Possible causes of these issues include the indication and official pricing system of reimbursement of CGP testing covered by Japanese universal health insurance system. The indication for CGP testing covered by insurance in Japan is restricted to patients with advanced solid tumors exhibiting disease progression during standard therapy (including those expected to be completed) or patients for whom there are no appropriate standard treatments, including those with rare cancers and carcinoma of unknown primary origin (8–10). Furthermore, reimbursement for the cost of a CGP test is 560,000 yen, paid in two steps. The first reimbursement is 80,000 yen after applying for the informed consent for CGP testing and preparation of tumor samples. The second reimbursement of 480,000 yen is paid when the patient receives an explanation of the CGP test results after assessment by the molecular tumor board.
In our study, new treatment options, such as those available in clinical trials, were recommended to 7 patients (20.0%) by the molecular tumor board. However, 5 (14.3%) of these patients were unable to undergo genome-matched treatment due to disease progression after the CGP test. Although the definition of the standard treatment for metastatic breast cancer prior to CGP testing remains controversial, the treatments strongly recommended in the guidelines of the Japanese Breast Cancer Society are considered candidates in Japan (17). However, the patient may be eligible for CGP testing without all standard therapies, depending on the efficacy and safety of previous therapies, the patient’s general condition, and patient preference in consideration of the 6- to 8-week turnaround time from submission of tumor tissue to return of analysis results. Therefore, our results suggest that CGP testing conducted at the appropriate time and based on the efficacy of previous therapy, the patient’s general condition, and patient preference might improve the drug accessibility rate.

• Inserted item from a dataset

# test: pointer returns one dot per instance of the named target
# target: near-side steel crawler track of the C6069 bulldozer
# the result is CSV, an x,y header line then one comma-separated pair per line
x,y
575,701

As mentioned above, CGP testing is currently restricted to patients who finished standard therapies in order to avoid unnecessary investigations and reduce the burden for the molecular tumor board. However, patients who finished standard therapies for metastatic or recurrent cancer tend to have poor prognosis due to disease progression. Therefore, it is important to perform the CGP test at the diagnosis of metastatic breast cancer. Also, changes to the insurance system should be considered, in addition to increasing the number of clinical trials and promoting efforts to standardize quality while reducing the burden on the molecular tumor board.
In summary, it has been almost 2 years since CGP testing covered by the universal health insurance system was first introduced in Japan, and implementation of cancer genomic medicine is progressing. We reported here the initial assessment of CGP testing for patients with metastatic breast cancer and revealed that the percentage of patients who could reach clinical trials is low. In our sample group, a number of patients died before the test results were disclosed, although more than 80% of the patients had actionable mutations. In order to make CGP testing clinically valuable for patients with metastatic breast cancer, it will be necessary to solve problems associated with the current program of insurance coverage for CGP testing in Japan.